In my American Studies class in highschool, we were asked to read and complete the 1965 Alabama Literacy Test. The test was required for legal voters whose grandparents were not citizens. This may seem fair in theory, but in practice it targeted blacks living in the South. We also learned how difficult the test was. I scored a 33/68 on the test, a score that is way below the minimum requirement to be allowed to vote.
One might think America has learned from unfair disenfranchisement of blacks and minorities, but the theme of legal loopholes to convict these same groups of people is still present today.
In fact, I am living just outside of the central hub of this discrimination. Nationwide, blacks are incarcerated at 8.2 times the rate of whites. The book The New Jim Crow: Mass Incarceration in the Age of Colorblindness gave me the following information about blacks in Chicago: “The total population of black males in Chicago with a felony record (including both current and ex-felons) is equivalent to 55 percent of the black adult male population and an astonishing 80 percent of the adult black male workforce in the Chicago area” (Alexander 188). The police efforts in cities such as Chicago fall disproportionately on blacks.
Chicago police also often wrongfully convict young blacks. According to Steve Mills of the Chicago Tribune, Daniel Taylor, 17 when convicted of double murder, was actually in the Chicago police lockup when the crime was committed, yet he is still trying to seek justice twenty years after he was arrested.
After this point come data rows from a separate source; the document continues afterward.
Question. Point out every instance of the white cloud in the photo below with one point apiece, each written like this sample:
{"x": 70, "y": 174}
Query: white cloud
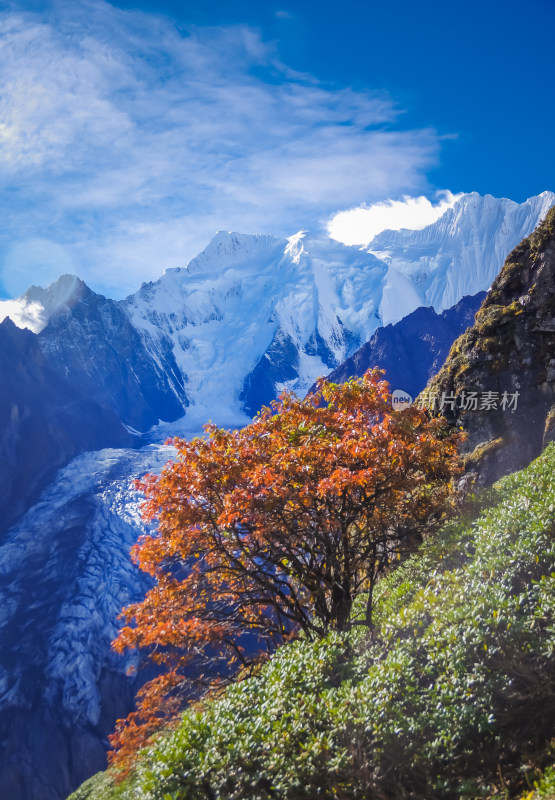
{"x": 24, "y": 315}
{"x": 360, "y": 225}
{"x": 128, "y": 142}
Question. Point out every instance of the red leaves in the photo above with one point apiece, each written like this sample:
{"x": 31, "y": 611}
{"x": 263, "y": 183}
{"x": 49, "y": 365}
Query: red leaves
{"x": 277, "y": 527}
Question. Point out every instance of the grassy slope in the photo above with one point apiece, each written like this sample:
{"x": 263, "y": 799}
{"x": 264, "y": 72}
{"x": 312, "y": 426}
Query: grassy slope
{"x": 454, "y": 699}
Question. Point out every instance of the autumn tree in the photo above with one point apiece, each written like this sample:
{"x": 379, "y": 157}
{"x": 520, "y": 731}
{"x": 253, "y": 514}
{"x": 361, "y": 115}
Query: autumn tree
{"x": 276, "y": 528}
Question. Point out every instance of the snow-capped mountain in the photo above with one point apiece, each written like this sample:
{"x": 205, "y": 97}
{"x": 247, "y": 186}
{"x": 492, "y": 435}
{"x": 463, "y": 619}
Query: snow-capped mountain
{"x": 214, "y": 340}
{"x": 65, "y": 574}
{"x": 459, "y": 254}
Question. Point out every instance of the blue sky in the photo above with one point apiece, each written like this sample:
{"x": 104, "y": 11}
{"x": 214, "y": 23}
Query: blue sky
{"x": 131, "y": 132}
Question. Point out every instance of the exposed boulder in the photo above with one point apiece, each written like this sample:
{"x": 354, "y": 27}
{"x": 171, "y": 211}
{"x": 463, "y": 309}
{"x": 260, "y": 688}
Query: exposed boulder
{"x": 507, "y": 358}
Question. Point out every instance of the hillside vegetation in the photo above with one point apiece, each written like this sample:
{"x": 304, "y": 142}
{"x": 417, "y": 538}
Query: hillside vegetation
{"x": 453, "y": 697}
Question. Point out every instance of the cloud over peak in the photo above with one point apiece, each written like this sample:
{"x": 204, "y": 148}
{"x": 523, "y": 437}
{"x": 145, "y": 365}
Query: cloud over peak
{"x": 126, "y": 142}
{"x": 360, "y": 225}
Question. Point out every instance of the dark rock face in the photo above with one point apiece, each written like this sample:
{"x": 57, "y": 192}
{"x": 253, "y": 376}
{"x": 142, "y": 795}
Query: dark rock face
{"x": 411, "y": 351}
{"x": 65, "y": 574}
{"x": 510, "y": 349}
{"x": 73, "y": 388}
{"x": 45, "y": 420}
{"x": 278, "y": 364}
{"x": 93, "y": 341}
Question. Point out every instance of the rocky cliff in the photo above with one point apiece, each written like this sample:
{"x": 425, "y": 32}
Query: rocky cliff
{"x": 413, "y": 350}
{"x": 498, "y": 382}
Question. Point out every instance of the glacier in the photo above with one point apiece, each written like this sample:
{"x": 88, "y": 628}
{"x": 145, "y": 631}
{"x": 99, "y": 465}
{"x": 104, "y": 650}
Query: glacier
{"x": 253, "y": 314}
{"x": 215, "y": 340}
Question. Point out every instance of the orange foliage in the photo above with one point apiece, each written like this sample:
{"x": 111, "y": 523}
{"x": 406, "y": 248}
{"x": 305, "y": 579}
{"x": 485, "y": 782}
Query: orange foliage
{"x": 275, "y": 529}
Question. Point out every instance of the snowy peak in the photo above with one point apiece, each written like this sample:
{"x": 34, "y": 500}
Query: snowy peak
{"x": 290, "y": 307}
{"x": 462, "y": 252}
{"x": 253, "y": 314}
{"x": 34, "y": 309}
{"x": 228, "y": 247}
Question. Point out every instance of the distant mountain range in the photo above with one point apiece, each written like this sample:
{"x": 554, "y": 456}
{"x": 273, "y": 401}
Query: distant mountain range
{"x": 215, "y": 340}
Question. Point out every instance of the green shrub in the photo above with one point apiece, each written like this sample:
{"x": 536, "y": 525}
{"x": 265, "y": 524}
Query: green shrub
{"x": 453, "y": 693}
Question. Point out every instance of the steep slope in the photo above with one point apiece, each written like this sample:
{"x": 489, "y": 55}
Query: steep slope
{"x": 81, "y": 384}
{"x": 65, "y": 574}
{"x": 510, "y": 349}
{"x": 253, "y": 314}
{"x": 45, "y": 420}
{"x": 248, "y": 316}
{"x": 461, "y": 253}
{"x": 91, "y": 340}
{"x": 413, "y": 350}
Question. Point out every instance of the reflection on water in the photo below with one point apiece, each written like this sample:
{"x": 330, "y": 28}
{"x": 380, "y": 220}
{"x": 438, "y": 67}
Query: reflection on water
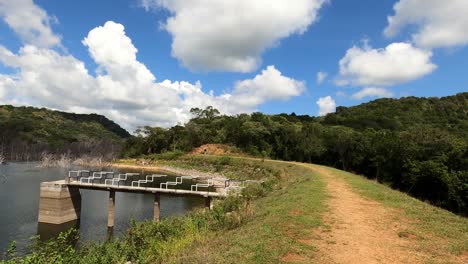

One main problem is that young black people are vulnerable to the phenomenon of false confessions. While false confessions might not seem prevalent to my community and I, living in a particularly affluent suburb of Chicago, the inner city is, as co-founder of the Innocence Project Peter Neufold says, “what Cooperstown is to baseball, Chicago is to false confessions. It is the Hall of Fame. There are more juvenile confessions in Chicago than any place else in the United States.”
I see the issue of false confessions and wrongful convictions of blacks today as unfair discrimination that needs to be addressed. As the title of Michelle Alexander's book suggests, we are supposedly living in the "Age of Colorblindness," but if we cannot protect these American's rights, not as much progress as possible is being made in my opinion.
I hope this post makes you think about how history is always repeating itself; Or, is it less that history is repeating itself and rather that America has not learned from its past? Let me know in the comment section below.
Clark, This is a nice post, featuring good citations and some thoughtful analysis. Why so few posts this term?